I’m sort of getting my head around this, and coming to the realization that I’m going to quickly need to up my routing knowledge. Assuming I’m deploying multiple models to different clouds and that they’ll require CMR to enable comms, and that sometimes there’ll be a number of firewalls in the way of those comms, is there an established best practice to get the job done? I expect it depends greatly on the type of workload and the amount of security that needs to be traversed.

As it’s a model I’ve spent a lot of time playing with, I’m looking first at MAAS. My ideal deployment scenario is with the MAAS region and postgres services deployed to a vendorcloud (Azure in my case) and the MAAS rack controllers deployed to LXD containers hosted by base service machines outside the MAAS management umbrella, but on the same network (to avoid the chicken/egg MAAS deployment scenario), which for simplicity I’d have as a remote LXD controller to manage deployment to the base service machines in a central location.

So, I guess the deployment goes like this:
1: Base service machine (Machine #1)is deployed manually, with stock Bionic server image. Latest LXD installed via snap.
2: Juju Controller is deployed to Machine 1.
3: LXD Cloud for Machine 1 is added to Juju Controller.
4: Azure Cloud is added to Machine 1.
5: MAAS-Region and Postgres charms deployed to LXD containers new model in Azure Cloud (Model 1)
6: MAAS-Rack Charm is deployed to LXD container on Machine 1 (Model 2)
7: CMR between Model 1 and 2 allows MAAS Rack<>Region comms
8: Add MAAS Cloud to Machine 1.
9: Remaining machines in location are Commissioned by MAAS.
10: Regular workloads are deployed to MAAS cloud either at bare metal level or as LXD containers.

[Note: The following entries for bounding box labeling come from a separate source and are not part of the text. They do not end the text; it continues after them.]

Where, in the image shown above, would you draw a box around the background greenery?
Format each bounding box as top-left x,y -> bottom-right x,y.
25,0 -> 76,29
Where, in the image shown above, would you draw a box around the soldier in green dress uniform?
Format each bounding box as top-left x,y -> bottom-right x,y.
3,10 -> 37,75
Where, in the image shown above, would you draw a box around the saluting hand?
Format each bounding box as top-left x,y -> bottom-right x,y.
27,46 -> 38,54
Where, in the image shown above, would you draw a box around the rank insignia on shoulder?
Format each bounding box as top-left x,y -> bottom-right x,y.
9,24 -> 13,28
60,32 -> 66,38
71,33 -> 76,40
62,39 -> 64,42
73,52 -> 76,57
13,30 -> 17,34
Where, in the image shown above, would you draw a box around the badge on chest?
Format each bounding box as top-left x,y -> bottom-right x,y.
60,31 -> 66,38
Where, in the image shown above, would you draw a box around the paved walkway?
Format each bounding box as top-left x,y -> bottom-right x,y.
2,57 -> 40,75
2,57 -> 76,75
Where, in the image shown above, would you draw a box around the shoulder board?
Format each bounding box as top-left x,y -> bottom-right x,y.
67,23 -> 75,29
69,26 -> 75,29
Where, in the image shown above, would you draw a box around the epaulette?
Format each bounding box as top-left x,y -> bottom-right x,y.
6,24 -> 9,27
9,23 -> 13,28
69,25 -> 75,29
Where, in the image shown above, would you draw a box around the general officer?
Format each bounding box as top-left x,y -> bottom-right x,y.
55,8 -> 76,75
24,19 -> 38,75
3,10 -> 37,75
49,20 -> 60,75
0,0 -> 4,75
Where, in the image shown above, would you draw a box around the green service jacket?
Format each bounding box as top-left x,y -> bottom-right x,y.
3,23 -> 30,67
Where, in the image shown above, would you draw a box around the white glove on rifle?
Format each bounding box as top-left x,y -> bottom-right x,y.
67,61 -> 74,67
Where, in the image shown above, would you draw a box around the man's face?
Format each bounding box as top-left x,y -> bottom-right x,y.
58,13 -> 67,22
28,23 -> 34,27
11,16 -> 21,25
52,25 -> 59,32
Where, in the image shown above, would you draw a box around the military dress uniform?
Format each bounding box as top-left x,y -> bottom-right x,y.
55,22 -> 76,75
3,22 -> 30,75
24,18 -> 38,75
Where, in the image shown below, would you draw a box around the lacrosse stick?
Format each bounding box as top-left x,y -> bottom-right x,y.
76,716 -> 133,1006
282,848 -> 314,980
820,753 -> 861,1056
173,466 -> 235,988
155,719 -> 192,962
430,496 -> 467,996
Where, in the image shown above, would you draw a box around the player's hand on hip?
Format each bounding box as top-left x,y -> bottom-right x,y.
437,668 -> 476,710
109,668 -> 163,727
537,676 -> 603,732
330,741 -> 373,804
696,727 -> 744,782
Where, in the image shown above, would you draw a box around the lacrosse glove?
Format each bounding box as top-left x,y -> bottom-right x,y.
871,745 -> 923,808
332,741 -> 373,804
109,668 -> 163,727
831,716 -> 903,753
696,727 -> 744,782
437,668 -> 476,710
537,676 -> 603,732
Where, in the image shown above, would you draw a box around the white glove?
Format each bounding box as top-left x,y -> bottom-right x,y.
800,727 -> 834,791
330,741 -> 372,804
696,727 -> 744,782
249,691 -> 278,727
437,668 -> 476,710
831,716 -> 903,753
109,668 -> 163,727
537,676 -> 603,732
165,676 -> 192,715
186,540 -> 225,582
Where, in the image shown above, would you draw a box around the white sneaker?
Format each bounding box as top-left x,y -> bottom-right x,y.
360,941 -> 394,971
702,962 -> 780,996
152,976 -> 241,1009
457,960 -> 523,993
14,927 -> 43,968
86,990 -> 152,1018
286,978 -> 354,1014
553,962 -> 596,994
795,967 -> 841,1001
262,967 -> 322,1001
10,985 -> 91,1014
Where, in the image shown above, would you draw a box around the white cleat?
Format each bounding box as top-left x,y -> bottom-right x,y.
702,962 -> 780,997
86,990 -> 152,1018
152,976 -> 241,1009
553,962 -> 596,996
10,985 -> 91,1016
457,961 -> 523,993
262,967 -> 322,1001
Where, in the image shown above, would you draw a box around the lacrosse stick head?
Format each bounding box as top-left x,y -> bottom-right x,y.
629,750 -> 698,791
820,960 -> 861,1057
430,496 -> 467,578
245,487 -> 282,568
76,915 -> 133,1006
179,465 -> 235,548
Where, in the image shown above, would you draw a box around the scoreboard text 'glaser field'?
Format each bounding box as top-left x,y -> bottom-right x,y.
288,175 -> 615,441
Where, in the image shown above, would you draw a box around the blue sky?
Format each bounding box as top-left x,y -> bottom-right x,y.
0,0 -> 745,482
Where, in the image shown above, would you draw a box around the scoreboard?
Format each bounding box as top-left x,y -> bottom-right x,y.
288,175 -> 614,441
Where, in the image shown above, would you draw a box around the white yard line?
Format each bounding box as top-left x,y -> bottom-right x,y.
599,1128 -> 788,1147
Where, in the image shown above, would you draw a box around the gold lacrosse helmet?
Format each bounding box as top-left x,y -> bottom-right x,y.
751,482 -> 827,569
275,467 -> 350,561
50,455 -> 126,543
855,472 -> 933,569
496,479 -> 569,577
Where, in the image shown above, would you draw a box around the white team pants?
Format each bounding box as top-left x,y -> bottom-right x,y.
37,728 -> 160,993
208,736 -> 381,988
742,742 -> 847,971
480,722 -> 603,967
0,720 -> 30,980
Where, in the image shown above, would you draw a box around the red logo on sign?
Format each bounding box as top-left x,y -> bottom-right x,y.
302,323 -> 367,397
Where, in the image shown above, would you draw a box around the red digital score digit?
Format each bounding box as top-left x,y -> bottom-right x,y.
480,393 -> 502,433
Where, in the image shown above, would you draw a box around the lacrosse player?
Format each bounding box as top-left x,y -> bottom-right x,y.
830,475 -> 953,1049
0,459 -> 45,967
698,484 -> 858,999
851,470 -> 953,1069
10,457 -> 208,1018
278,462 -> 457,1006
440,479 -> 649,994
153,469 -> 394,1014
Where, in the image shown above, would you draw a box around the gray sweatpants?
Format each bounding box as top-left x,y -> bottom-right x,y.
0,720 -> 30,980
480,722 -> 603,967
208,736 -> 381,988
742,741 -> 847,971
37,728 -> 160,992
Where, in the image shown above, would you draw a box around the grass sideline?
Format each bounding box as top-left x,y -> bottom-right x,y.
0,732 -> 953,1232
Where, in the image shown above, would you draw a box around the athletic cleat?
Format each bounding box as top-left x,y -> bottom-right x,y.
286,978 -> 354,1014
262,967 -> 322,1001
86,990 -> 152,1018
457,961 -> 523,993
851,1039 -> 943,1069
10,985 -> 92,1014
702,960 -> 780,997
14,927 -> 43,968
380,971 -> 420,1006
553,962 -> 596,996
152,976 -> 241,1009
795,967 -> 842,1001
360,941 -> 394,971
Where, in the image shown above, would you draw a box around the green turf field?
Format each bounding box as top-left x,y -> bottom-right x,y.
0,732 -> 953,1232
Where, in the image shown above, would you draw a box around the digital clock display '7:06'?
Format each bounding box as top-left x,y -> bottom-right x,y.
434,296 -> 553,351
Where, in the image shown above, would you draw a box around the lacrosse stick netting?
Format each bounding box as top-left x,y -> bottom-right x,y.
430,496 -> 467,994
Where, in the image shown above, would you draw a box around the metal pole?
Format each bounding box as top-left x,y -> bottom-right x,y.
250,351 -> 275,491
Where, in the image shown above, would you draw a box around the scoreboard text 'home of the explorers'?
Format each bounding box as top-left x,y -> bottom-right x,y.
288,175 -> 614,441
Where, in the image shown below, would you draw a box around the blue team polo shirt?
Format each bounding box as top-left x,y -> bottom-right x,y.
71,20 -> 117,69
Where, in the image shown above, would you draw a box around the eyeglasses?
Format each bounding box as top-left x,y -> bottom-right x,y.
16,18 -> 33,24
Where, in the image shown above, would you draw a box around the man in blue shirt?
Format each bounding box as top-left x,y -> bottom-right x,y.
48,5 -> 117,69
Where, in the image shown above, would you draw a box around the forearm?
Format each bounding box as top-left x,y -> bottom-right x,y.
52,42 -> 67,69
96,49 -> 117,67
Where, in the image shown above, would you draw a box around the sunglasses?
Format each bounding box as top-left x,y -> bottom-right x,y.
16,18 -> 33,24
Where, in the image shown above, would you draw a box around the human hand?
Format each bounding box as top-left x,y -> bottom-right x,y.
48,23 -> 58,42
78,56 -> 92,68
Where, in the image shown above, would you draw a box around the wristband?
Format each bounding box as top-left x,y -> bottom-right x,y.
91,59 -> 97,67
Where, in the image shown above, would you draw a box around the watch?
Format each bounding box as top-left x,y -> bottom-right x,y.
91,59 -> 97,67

Somewhere before #7 I do some network magic to allow the CMR to take. Possibly by using Wireguard or Zerotier.

Right?

fguitton · 19 April 2019 10:15

Dear John, There might indeed be some issues here. I am currently playing with a HA setup of 2.6-beta1 and value are not propagated or committed correctly. I have just opened Bug #1825500 “[2.6-beta1] Configuration changes do not propagate...” : Bugs : Canonical Juju about it. Again, thank you for your great support.